O motoqueiro atravessou a frente do carro e foi ao chão no mesmo momento em que uma mulher entrava no supermercado com duas crianças pelas mãos no mesmo momento em que o policial apreendia pedras dos bolsos de um menino parado numa esquina no mesmo momento em que uma pessoa nascia no mesmo momento em que uma pessoa morria no mesmo momento em que um tiro era disparado contra um civil no mesmo momento em que uma mulher entrava numa banheira no mesmo momento em que um homem comprava lingerie para a amante no mesmo momento em que um trabalhador era despedido da empresa no mesmo momento em que um jovem arranjava seu primeiro emprego no mesmo momento em que uma criança se banhava num rio no mesmo momento em que um aluno aprendia matemática no mesmo momento em que um menino jogava futebol no mesmo momento em que três amigas entravam no cinema no mesmo momento em que o mundo começava no mesmo momento em que o mundo terminava.

segunda-feira, 25 de fevereiro de 2013

E daí?


A xícara e o pires tremiam na sua mão com as unhas vermelhas desgastadas. Tentou abrir o invólucro do saquinho de chá por um canto, depois pelo outro, pelo outro e pelo último possível. Tentou com os dentes uma vez. Só conseguiu na segunda. Colocou o saquinho na xícara e apertou a garrafa térmica errada: despejou café em vez de água quente. Ah, as lágrimas novamente: não. Não! Se estivesse em casa quebraria a xícara na parede e jogaria o café da garrafa no chão branco da cozinha, no lençol branco da cama, no tapete branco do banheiro, na cortina branca da sala, nessa vida branca que ela não sabia mais se quente ou gelada. Mas não estava em casa e enquanto esperava a consulta tomou o café com um saquinho de chá de camomila. Estava ruim. Mas, e daí?

sábado, 23 de fevereiro de 2013

Morte


Um espasmo no útero anuncia minha morte. Tua língua despeja o veneno que me matará aos poucos. Um frêmito nas pernas começa a me transportar para fora de mim. E desse mundo. Mais um leve tremor no ventre e você, tão próximo, passa a ser apenas uma sombra. Meus olhos rodam como duas piorras, as mãos começam a pesar mais do que meu próprio corpo. Já não me pertenço.

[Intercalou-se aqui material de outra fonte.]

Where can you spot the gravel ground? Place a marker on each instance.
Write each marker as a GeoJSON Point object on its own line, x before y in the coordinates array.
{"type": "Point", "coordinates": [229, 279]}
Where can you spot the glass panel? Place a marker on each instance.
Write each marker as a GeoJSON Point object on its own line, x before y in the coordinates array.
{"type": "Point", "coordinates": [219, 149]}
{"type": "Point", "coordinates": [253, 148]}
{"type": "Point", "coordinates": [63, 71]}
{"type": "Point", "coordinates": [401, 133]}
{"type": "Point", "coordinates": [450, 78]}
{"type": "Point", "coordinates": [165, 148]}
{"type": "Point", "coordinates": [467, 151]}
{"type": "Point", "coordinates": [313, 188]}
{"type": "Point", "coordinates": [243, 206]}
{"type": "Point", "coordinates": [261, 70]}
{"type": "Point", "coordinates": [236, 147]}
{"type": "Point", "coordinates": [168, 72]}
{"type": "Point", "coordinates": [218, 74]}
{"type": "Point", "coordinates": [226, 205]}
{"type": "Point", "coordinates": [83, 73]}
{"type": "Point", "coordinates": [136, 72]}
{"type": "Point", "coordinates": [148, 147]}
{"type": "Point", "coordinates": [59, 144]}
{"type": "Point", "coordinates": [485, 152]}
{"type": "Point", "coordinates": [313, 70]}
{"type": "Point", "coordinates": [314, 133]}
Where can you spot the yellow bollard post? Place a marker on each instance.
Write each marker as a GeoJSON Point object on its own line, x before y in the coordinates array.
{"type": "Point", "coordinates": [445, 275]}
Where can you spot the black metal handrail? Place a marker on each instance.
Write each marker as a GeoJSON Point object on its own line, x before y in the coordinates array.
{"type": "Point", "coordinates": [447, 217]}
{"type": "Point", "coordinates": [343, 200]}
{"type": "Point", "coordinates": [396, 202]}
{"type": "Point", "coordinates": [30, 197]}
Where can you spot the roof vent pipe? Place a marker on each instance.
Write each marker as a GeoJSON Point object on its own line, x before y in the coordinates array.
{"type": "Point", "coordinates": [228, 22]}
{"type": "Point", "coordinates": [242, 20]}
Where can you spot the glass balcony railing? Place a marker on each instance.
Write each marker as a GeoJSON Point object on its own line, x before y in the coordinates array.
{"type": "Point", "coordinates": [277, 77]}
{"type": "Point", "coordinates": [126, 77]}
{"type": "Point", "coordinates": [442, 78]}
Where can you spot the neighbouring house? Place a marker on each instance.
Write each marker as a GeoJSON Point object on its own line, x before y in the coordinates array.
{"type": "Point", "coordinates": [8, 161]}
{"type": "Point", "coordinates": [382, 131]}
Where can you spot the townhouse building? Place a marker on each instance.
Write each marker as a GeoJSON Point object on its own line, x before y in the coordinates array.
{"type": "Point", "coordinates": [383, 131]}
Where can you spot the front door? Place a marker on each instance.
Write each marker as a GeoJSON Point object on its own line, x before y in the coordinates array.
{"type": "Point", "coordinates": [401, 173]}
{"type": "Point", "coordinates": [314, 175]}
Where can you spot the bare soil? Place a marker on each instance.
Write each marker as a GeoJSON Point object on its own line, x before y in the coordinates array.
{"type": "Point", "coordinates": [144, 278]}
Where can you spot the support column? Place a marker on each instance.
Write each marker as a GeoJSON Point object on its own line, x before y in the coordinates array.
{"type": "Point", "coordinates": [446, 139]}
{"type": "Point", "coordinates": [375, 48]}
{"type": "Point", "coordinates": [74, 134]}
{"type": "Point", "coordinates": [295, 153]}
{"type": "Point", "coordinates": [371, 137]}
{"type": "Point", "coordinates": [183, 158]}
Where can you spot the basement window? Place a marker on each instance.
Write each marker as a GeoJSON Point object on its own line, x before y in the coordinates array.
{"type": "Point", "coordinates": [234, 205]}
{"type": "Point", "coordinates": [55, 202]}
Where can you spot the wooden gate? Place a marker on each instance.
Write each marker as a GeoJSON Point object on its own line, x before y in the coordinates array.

Quero me agarrar a um fio de vida. Encontro teus cabelos negros e grossos. Quanto mais resisto mais você me envenena. Jogo meus calcanhares contra tuas costelas. Você continua firme no teu propósito. Desço as mãos até teus ombros e guardo um pouco da tua pele sob as minhas unhas. Meus dedos amolecem, morrerão antes de mim. Urro tão alto que ninguém me escuta.

Tua língua libera ainda mais veneno. Vibro enquanto você me devora. Quero fugir, tento mexer minhas pernas com a força que ainda me resta. É inútil lutar. Peço socorro em vão. Alcanço teu rosto, teu suor, teus braços, teus ombros, tuas costas, quero te levar comigo para o precipício em que você está prestes a me lançar. Procuro teus olhos em desespero, mas já não os encontro. Estou caindo. Ca...indo. Tento me apegar a algo de concreto que já não existe mais. Passei para outro estado: líquido ou gasoso? Não posso mais, não consigo fazer qualquer movimento, a não ser estremecer nesse gozo que me fará nascer mais uma vez.

sexta-feira, 22 de fevereiro de 2013

Em nome do amor


Na noite do quadragésimo aniversário de casamento, ele chegou, como nos últimos quarenta anos, com quarenta rosas vermelhas nas mãos. Uma para cada ano ao seu lado. Alguns mais difíceis que outros, mas se me fosse dada a oportunidade de uma outra vida, eu poderia ser pintor, lixeiro, médico, motorista, empresário, poderia ou não ter filhos, poderia ou não viajar tanto como viajei, poderia não ter amigos, poderia até não ler os livros que li nessa vida, mas não ser o seu marido, isso não, isso eu não suportaria. E ela, como nos últimos quarenta anos, o abraçou e o beijou e o chamou de meu querido e colocou as quarenta rosas vermelhas no mais belo vaso que havia na casa – um de cristal que ganhou dele há uns vinte anos, num dia dos namorados, repleto de margaridas, e mais uma vez, como nos últimos quarenta anos, não conseguiu dizer para ele que não gostava de flores.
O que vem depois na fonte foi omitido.